Vassilis Kroustallis reviews the Belgian drama 'A Silence' by Joachim Lafosse.
What happens to our children when they have to face the sins of their fathers? The Belgian director Joachim Lafosse doesn't shy away from depicting the most destructive aspects of our family relationships, with a series of films that has its apex in the inimitably heart-wrenching 'Our Children' (2013).
More a sequel of sorts, his new and unquestionably solid and revealing film 'A Silence' (Un Silence) again examines a woman who needs to face the effects of being silent for so long. During the early film scenes, Astrid Schaar (Emmanuelle Devos is most expressive in its wonder) is at the police station, questioned by the police officer. When the officer asks for details about her son Raphael (Matthieu Galoux) trying to murder her husband and lawyer (François Schaar), the previous days and events start unfolding.
Based on the real story of the Belgian child rapist Marc Paul Alain Dutroux and the lawyer for the prosecution Victor Hissel (the role taken by Daniel Auteuil in the film), 'Un Silence' is a reconstruction that feels as close and as distanced at the same time. We see again (as in the 2016 Lafosse film 'After Love') a cohabitation that can no longer sustain itself, but here verbal assaults are substituted with separate spaces (gloriously lit to both suggest and hide by Jean-François Hensgens); the shared family apartment seems to have a lesser dramatic role to play here, and family car scenes (starting with the first scene, when we can feel Astrid breathing heavily) are here the equivalent of suffocation.
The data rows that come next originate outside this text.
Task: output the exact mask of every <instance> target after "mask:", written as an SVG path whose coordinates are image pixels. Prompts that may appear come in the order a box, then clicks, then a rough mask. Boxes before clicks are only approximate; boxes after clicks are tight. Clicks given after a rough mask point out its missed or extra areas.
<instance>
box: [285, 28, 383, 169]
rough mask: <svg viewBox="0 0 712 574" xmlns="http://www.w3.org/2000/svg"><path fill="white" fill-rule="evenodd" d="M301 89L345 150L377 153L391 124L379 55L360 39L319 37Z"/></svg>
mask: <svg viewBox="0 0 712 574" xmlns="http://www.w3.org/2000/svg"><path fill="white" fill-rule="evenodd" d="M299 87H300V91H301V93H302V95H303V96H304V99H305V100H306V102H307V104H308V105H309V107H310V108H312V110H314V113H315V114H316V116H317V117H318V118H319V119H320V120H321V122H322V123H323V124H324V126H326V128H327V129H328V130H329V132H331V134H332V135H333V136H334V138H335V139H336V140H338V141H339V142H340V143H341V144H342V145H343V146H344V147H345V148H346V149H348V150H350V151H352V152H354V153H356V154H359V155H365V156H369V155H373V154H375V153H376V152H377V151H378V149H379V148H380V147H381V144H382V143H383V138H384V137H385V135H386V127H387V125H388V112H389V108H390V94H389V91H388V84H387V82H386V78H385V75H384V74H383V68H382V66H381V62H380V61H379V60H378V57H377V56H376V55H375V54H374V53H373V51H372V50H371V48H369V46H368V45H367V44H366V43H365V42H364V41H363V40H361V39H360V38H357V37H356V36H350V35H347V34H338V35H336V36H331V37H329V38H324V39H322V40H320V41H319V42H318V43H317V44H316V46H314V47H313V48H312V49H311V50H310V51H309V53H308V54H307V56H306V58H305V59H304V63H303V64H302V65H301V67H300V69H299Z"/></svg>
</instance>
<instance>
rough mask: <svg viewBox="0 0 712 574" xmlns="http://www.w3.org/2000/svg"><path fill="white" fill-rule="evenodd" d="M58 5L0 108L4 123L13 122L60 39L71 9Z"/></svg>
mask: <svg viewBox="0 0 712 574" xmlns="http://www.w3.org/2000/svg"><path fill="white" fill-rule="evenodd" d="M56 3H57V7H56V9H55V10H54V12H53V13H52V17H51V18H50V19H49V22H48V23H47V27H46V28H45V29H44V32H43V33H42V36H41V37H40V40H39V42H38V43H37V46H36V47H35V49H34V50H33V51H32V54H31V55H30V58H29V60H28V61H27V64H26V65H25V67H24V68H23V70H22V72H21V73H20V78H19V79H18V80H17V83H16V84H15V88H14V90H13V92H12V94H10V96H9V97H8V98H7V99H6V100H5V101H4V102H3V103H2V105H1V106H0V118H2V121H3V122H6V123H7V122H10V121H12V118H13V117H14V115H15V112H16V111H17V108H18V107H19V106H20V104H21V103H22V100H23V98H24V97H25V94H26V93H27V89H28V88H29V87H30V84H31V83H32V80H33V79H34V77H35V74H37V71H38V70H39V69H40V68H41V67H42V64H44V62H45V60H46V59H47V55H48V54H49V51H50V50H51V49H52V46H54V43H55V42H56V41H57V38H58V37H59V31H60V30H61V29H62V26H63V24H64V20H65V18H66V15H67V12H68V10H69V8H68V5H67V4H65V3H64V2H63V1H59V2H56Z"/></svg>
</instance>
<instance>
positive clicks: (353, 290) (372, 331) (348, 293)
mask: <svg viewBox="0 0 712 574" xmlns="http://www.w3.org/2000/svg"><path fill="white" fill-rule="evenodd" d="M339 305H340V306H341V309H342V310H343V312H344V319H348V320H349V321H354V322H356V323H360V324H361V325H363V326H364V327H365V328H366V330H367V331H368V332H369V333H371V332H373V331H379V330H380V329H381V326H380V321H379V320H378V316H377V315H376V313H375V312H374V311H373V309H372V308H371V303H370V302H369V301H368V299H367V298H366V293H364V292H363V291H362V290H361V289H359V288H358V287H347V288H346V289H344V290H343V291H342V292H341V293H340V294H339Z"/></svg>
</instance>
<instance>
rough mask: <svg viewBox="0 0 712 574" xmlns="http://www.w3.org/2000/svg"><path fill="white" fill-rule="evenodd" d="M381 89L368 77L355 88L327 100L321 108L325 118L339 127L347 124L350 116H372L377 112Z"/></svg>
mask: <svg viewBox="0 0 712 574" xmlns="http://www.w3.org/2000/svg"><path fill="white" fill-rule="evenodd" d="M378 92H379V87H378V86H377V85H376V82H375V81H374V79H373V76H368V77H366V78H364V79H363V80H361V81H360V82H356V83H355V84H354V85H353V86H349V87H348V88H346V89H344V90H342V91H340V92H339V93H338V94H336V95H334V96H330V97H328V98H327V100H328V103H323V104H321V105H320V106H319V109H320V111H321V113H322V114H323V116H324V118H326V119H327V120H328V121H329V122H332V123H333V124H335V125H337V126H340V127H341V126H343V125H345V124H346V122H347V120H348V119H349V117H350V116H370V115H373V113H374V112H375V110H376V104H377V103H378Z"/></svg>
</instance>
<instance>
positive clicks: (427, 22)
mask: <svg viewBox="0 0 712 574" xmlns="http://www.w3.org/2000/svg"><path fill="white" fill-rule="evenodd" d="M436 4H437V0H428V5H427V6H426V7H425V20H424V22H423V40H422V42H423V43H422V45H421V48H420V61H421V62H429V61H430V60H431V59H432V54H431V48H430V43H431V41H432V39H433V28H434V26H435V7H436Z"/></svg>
The plot itself capably withholds its evidence up to the mid-point of the film, and the catalytic role of the adopted son Raphael adds an extra dimension to a story that is still powerful but sometimes looks too distant to be absorbed. Lafosse consistently (also here) crafts his characters midway between letting go and letting be hidden. Astrid, the main character, is a person who won't stir up old 'events' (but new developments regarding her brother need to make her reconsider). She deftly prefers to ignore -in some very calculated scenes by Lafosse - old secrets she's been exposed to. She's not the only one; all three family members viewed the same incriminating material (computer photos) without any relevant discussion or acknowledgment. Astrid's daughter Caroline (Louise Chevillotte), who won't live along with them, is the only one to maintain her distance from the secrets -and a breath of fresh air in the otherwise stifled house space (with enough green and luxury to hide its indifference to proper communication).
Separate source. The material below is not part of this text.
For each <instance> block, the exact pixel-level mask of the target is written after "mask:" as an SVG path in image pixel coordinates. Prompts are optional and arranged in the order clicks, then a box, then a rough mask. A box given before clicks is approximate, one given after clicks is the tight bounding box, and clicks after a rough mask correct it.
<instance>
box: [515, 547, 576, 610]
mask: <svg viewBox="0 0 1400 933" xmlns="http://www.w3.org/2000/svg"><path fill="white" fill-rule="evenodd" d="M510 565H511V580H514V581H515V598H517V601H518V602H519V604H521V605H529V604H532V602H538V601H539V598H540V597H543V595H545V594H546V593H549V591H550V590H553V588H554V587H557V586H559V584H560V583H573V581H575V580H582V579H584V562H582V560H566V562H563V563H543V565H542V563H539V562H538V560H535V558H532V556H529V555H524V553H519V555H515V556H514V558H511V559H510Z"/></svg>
In Lafosse's version, the exposition of secrets does not reveal shameful guilt but only unveils a disease that needs 'to be treated' (or has been successfully treated in the past). François Schaar's character (a better-written character than Astrid is) both believes in the power of the law to protect the innocent and thinks of himself as an innocent victim at the same time -getting solace at thinking he's the scapegoat of journalists gathering around his mansion. While his character is often on the sidelines, Auteuil is both powerful when among the crowd and powerless at home, in a definite (and harrowing) change of pace.
The positive surprise (and one of the film's dramatic assets) is Raphael's own story; his story is somehow underused here, but he is the one who processes things that he sees and acts upon (unlike his adopted mother). Raphael (with the calm demeanor used by Matthieu Galoux) makes it all dramatically interesting when his mother states early in the film that the things he watched 'drove him crazy'. His character behaves like the everyman and a person who found a foster home -only to discover that everything wasn't morally safe.
Music (Olafur Arnalds, Johann Johannsson, TERP) carefully separates the three characters with different themes and musical instruments from the start, showing that a house is not a home here. In Joachim Lafosse's canon, 'Un Silence' is a less distressing film than his others; he won't let his characters think, but have them face an avalanche of consequences for their inactions. This fact might make it a more exposed affair -yet viewed from a distance. At the same time, the film marvelously investigates trust and its breach; 'Un Silence' is like a pack of cards falling one after the other as a domino game. The film's three anchors are well placed, and you can sense that a point of view from the three characters occupies the respective screen time. Nowhere near as tantalizingly existential as 'Our Children' (whose last scene the film's attempted murder scene also evokes), the film is more of an essay on the mistaken perception of a failed family as just another symptom of a disease that will eventually treat itself. The narrative rhythm throughout the film is winning; its characters' wanderings into the huge space of the family house (including its swimming pool) are suggestive, and its neglect of the judicial procedure (which only appears at the film's end) is welcome. The ending carefully chooses to withhold information and face the film's most vulnerable character.
'A Silence' is a film in which characters finally start talking to each other. The trajectory it chooses to unfold sometimes looks too secure for its own sake, but its power to map a situation in all its nuts and bolts is undeniable.
Vassilis Kroustallis
'A Silence' screened in competition at the 2023 San Sebastian Film Festival.